While exploring the temples, our guide, Parashar, also got us to savour some malpuwa or sweetened deep-fried pancakes. Kachoris, samosas and chaats are another favourite food here. Sweets of different varieties and chaas or buttermilk are other must-have foods. Not just Indian, but Pushkar is known for its international cuisine. Since foreigners frequent Pushkar, you will get many food options from Italian, Middle Eastern, Chinese, Mexican, etc. It is close to lunchtime, and we eat a falafel salad wrap. There are several rooftop cafes in Pushkar where you can savour some food treats while watching the Pushkar lake.

Frying Malpuas @Rafiq Somani
Malpuas or Pancakes Dipped in Sugar Syrup @Rafiq Somani

The temple town of Pushkar, with its Bohemian vibes, had swept me off my feet. This town is nothing like the other Rajasthan cities and has a distinct identity of its own. In some ways, it has a laid-back, old-world charm, but then, on the other hand, you feel you are in a dreamy boho land with the latest boho styles.

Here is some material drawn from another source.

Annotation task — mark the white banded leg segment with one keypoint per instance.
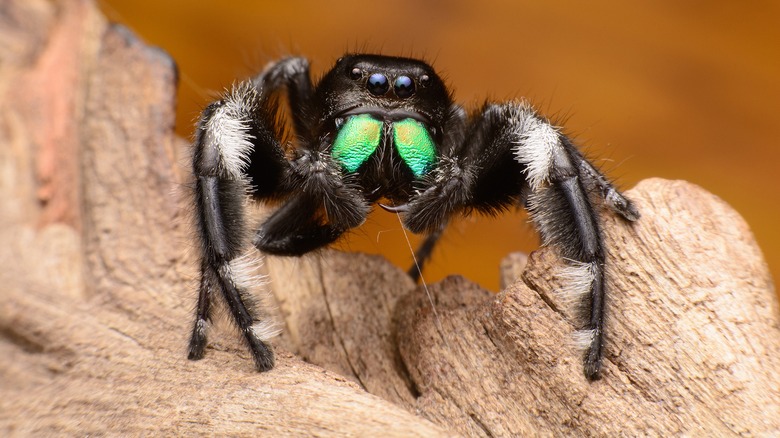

Parashar our guide had shared this bit of wisdom with us. He explained that it’s not in the hands of an individual to visit the holy town of Pushkar. It is when Pushkar calls you that the universe will conspire and you will visit it. Some kind of a divine intervention is at play and you will be drawn to it.

Ajmer

Since Ajmer is just 40 minutes from Pushkar by car, we decided to take a quick visit and pay our respects at the Ajmer Sharif Dargah. Our helpers for Darshan/Ziyarat pick us from a predetermined spot in an electric rickshaw. Through narrow back lanes lined by shops selling clothes, jewellery, itar/perfume, etc., we get dropped off at the back door of the dargah.

Flowers and Chadars @Rafiq Somani

We enter the premises, which are crowded with faithful. We are introduced to Syed Layaque, who briefs us about the history and significance of the dargah. The tomb or dargah belongs to 13th-century Sufi saint and philosopher Khwaja Moinuddin Chishti. Emperor Akbar had walked several times from Agra/Delhi to Ajmer. At the bequest of the Sufi saint Moinuddin Chisti, he was blessed with a son, Jahangir or Salim. The dome-shaped structure of the dargah is in white, and parts of it are made of white marble. We decided to offer a chadar (floral sheet) and some flowers and pay our respects at the dargah. We leave Ajmer and head to Jaipur to catch our flight.

Ajmer Sharif Dargah @Rafiq Somani
The faithful at Ajmer Sharif Dargah @Rafiq Somani

GETTING THERE

Nearest Airport: The nearest airport to Pushkar is Kishangarh Airport, 28 km away but with fewer connections. Other nearby airports include Jaipur, with connectivity to major cities in India.

Distances: Jaipur to Pushkar- 140 km or 3 hours.

Pushkar to Ajmer- 40 km or 1 hour.

Where to stay: We stayed at Westin Pushkar. Zostel Pushkar is a popular hostel accommodation. You can do a net search for hotels depending on budget and comfort.

Contact of Guide in Pushkar: Kaushal Parashar- 8875079595

Contact of Helper for Darshan or Ziyarat in Ajmer:  Syed Layaque Hussain Aghai Chishty. 24th generation gaddinashin and keyholders of Dargah Sharif Ajmer- 9587786661, 7665511228.

Travel Help: Rajasthan Routes and Trails helped us with the travel and to plan this trip to Pushkar and Ajmer.

Travel Tip: Please be modestly dressed as you will be visiting several holy places of worship. Do check the trimings of the temples and plan your visit accordingly. Be wary of your wallets and purses. Do not accept flowers from anyone in Pushkar; they will ask you to pay.